I assume the Prophets knew that Darvin had to make his attempt to kill Kirk as part of history, and the Defiant crew had to stop them.

Or the Prophets did it for the lols. Whichever.
 
If the DTI didn't know about the Orb of Time until Sisko told them, I can only assume they sent operatives to Bajor to check on it lickety-split.

And even if the Bajorans didn't turn over the Orb, I would hope that they'd at least understand why the DTI would want to monitor it, if not actually letting them actually establish a physical presence on Bajor (although once Bajor becomes a member of the Federation, then I guess they'd be required to let the DTI do exactly that).

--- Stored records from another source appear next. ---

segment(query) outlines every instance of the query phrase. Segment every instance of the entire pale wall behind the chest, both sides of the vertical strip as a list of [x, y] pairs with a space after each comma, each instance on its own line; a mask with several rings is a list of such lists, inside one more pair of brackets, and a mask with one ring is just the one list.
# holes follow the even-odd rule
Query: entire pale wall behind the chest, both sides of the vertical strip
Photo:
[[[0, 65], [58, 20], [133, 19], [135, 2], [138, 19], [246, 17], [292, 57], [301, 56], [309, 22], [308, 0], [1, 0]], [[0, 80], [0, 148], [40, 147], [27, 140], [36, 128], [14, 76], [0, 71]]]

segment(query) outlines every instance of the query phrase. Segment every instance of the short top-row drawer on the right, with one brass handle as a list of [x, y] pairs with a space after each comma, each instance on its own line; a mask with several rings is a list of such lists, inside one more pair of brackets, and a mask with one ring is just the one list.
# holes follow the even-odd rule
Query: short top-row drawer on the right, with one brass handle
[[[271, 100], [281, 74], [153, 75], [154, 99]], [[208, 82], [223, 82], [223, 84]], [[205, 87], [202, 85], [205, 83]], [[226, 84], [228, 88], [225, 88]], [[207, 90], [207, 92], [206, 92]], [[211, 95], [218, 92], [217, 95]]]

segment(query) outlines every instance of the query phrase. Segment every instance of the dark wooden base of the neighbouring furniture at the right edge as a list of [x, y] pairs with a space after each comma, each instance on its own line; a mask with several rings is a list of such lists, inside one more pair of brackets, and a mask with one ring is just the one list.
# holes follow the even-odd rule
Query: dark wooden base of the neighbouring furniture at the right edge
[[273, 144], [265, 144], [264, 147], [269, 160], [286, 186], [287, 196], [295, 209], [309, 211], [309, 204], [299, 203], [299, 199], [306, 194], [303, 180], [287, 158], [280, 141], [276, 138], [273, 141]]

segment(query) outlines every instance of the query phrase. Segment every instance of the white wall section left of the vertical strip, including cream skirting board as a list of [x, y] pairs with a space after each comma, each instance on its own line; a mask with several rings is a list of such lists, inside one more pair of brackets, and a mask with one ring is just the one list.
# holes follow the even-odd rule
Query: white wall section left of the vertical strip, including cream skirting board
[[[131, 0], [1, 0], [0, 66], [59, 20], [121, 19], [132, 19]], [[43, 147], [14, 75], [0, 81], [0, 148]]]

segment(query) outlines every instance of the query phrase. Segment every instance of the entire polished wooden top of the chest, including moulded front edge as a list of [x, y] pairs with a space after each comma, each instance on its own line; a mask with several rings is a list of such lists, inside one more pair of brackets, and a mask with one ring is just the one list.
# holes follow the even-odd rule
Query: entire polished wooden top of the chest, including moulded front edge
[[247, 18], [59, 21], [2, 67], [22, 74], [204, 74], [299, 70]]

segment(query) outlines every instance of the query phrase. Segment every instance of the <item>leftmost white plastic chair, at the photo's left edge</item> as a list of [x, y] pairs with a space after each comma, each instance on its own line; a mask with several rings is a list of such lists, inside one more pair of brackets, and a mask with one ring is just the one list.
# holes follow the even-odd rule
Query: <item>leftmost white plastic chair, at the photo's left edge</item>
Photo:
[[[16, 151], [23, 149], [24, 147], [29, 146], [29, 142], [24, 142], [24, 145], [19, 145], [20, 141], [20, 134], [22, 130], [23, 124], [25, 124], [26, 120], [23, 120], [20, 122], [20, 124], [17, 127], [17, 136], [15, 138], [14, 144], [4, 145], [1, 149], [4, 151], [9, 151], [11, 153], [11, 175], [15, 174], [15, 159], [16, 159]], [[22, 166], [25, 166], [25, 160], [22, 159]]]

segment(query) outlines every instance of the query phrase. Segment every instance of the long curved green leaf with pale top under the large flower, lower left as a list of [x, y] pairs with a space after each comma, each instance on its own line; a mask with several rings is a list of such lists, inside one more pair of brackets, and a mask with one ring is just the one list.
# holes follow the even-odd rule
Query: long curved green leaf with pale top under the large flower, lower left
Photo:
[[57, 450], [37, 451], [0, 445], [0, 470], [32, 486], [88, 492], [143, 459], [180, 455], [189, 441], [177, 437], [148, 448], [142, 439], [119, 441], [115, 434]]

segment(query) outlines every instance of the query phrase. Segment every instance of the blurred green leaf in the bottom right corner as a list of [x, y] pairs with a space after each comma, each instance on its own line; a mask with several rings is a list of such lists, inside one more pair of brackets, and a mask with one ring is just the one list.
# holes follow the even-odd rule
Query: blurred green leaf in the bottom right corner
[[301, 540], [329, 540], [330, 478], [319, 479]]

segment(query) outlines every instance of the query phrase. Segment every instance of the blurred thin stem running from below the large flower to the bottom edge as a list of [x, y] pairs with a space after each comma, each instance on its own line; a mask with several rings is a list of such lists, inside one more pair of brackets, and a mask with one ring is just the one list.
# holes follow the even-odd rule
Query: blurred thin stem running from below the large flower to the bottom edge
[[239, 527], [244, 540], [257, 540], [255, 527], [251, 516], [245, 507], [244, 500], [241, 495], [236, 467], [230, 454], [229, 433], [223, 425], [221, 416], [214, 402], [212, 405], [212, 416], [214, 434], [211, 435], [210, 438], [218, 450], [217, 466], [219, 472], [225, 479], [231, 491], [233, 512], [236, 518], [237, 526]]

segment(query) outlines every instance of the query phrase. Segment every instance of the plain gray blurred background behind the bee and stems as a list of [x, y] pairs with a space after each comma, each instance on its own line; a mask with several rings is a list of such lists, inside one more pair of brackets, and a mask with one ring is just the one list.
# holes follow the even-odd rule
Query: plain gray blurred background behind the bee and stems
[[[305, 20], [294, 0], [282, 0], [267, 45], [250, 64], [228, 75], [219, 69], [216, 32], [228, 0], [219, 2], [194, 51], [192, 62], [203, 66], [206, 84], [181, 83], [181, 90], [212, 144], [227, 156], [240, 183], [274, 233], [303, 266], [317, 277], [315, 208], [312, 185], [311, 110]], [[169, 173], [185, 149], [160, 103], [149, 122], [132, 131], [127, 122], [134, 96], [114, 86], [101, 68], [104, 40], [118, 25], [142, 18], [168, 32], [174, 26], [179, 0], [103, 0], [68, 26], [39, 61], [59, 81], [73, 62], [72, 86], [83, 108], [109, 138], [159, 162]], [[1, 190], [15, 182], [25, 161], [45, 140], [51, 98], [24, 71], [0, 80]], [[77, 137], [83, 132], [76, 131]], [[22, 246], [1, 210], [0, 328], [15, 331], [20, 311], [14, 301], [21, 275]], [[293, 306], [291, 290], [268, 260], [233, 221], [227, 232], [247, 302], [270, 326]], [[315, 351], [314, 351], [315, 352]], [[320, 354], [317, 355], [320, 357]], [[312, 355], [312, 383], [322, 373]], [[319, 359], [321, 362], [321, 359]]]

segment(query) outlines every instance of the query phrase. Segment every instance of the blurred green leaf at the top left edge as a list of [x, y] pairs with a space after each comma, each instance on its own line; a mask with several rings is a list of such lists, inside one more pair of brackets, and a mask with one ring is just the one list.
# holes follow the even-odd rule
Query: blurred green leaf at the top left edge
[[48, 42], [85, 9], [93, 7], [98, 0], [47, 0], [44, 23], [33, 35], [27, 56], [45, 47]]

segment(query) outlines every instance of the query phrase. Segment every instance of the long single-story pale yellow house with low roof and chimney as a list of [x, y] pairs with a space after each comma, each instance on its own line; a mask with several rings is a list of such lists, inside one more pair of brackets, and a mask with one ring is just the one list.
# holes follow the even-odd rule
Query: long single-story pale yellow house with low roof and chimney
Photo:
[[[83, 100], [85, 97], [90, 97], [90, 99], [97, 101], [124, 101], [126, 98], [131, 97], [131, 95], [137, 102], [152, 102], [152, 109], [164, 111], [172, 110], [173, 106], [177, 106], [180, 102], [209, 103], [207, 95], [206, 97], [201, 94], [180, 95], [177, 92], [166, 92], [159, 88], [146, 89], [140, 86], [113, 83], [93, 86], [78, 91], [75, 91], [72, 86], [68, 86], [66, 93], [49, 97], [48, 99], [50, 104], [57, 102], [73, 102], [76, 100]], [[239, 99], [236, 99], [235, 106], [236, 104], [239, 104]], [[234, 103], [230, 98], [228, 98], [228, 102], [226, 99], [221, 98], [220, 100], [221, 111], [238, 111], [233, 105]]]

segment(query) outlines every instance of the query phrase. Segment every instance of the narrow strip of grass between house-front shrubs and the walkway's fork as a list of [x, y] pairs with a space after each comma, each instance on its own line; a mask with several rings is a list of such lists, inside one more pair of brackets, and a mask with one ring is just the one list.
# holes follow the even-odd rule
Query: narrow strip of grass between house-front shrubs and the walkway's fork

Just had a thought: The Cardassians had possession of this very same Orb for awhile. Obviously *they* didn't figure out how to use it, otherwise Cardassia would rule the galaxy. So I suppose the Prophets did indeed allow Darvin to successfully use the Orb, as part of their own plan.
 
The Cardassians could have figured it out but created an alternate universe much like the last movie. To the Cardassians left in the present it would have appeared that they failed and eventually gave up on the Orb, convinced that it didn't work. Perhaps, somewhere (somewhen?), the Cardassians do rule the galaxy (and have peaceful relations with Bajor and have been destroyed and joined the Federation and....). It all depends on how many times they attempted to use the Orb and how many times they "failed". They might have succeeded beyond their wildest dreams, just not in this universe.